Le Peuple de Dieu est d’autant plus missionnaire qu’il est capable de faire résonner en lui, même dans les organismes de participation, la voix de ceux qui vivent déjà la mission en habitant le monde et ses périphéries.
Questions à traiter
e) À la lumière de ce que nous avons partagé, nous considérons qu’il est important de réfléchir comment développer la participation aux différents Conseils, en particulier lorsque les pratiquants ne se sentent pas à la hauteur de la tâche. La synodalité grandit dans l’implication de chaque membre dans les processus de discernement et de prise de décision pour la mission de l’Église : c’est pourquoi nous sommes édifiés et encouragés par de nombreuses petites communautés chrétiennes dans les Églises émergentes, qui vivent un « corps à corps » fraternel quotidien autour de la Parole et de l’Eucharistie.
f) En composant les organismes de participation, nous ne pouvons plus remettre au lendemain ce que le Pape François nous a demandé dans Amoris laetitia. La participation d’hommes et de femmes qui traversent des vicissitudes affectives et conjugales complexes « peut s’exprimer dans divers services ecclésiaux : il convient donc de discerner quelles sont, parmi les diverses formes d’exclusion actuellement pratiquées dans les domaines liturgique, pastoral, éducatif et institutionnel, celles qui peuvent être dépassées » (n. 299). Ce discernement concerne également l’exclusion des organismes de participation de la communauté paroissiale et diocésaine, pratiquée dans de nombreuses Eglises locales.

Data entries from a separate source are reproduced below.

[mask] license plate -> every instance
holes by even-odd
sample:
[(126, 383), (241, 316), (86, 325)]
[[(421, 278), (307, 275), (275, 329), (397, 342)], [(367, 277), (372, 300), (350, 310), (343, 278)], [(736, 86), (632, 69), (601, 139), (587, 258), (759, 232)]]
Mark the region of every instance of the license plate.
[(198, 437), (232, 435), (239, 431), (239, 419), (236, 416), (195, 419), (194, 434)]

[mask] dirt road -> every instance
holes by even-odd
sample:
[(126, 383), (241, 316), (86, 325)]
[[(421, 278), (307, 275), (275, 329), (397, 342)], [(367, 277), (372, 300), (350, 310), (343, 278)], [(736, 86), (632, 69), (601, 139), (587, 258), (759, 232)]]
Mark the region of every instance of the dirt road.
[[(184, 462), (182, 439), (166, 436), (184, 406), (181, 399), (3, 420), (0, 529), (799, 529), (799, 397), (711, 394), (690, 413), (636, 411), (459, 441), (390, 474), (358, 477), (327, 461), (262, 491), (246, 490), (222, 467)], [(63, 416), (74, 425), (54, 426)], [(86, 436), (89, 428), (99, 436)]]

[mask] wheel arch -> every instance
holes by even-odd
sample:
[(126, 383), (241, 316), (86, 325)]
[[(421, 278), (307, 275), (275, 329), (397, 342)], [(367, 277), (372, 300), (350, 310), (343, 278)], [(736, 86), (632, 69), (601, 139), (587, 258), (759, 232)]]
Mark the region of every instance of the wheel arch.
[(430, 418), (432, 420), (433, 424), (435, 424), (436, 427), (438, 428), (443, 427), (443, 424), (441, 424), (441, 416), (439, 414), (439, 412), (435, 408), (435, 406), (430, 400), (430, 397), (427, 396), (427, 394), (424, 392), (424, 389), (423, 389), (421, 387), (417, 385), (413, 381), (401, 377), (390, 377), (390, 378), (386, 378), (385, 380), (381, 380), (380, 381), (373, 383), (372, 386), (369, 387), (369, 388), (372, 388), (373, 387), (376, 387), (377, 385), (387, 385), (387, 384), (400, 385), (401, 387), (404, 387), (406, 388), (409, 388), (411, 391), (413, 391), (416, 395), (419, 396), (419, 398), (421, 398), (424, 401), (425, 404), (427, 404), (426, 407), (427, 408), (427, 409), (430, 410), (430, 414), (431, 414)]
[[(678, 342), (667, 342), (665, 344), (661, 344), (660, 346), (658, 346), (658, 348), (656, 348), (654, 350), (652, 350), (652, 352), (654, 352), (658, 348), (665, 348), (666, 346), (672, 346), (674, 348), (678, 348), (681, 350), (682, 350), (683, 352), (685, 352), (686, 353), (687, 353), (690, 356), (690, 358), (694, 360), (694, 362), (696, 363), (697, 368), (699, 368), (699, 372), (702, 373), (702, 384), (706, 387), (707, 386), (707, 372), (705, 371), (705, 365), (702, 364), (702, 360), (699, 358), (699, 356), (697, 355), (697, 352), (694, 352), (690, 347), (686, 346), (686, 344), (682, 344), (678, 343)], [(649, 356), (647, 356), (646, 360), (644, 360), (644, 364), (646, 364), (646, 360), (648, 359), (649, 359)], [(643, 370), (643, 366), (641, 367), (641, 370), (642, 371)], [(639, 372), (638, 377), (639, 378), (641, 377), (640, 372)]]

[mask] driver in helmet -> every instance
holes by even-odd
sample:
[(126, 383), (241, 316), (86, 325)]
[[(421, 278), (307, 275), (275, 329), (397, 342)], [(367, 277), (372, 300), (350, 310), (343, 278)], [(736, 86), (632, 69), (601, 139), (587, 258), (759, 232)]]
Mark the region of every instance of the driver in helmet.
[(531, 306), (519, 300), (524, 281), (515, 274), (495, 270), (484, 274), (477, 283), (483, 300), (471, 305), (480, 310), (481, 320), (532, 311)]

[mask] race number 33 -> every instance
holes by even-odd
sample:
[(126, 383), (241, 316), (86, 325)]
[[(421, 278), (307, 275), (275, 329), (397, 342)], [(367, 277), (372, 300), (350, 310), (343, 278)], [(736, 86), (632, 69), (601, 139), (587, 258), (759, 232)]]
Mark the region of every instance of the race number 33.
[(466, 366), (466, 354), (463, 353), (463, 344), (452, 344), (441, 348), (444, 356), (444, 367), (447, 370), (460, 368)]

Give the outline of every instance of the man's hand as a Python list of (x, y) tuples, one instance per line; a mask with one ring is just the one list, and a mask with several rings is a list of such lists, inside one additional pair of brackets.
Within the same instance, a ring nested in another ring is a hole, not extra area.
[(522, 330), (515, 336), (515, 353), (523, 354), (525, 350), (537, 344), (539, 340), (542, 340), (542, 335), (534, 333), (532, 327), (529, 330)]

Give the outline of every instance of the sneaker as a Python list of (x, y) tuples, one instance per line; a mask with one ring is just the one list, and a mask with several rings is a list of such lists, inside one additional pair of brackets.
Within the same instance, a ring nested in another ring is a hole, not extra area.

g) En vue de l’originalité évangélique de la communion ecclésiale : comment rapprocher les aspects consultatifs et délibératifs de la synodalité ? A partir de la configuration charismatique et ministérielle du Peuple de Dieu : comment intégrer l’exercice du conseil, du discernement et de la décision dans les différentes instances de participation ?
Propositions
h) En nous appuyant sur la compréhension du Peuple de Dieu comme sujet actif de la mission d’évangélisation, il convient d’inscrire dans le Droit Canon le caractère obligatoire des Conseils pastoraux dans les communautés chrétiennes et dans les Églises locales. En même temps, il faut renforcer les organismes de participation avec une présence adéquate d’hommes et de femmes laïcs, en leur confiant des fonctions de discernement en vue de décisions véritablement apostoliques.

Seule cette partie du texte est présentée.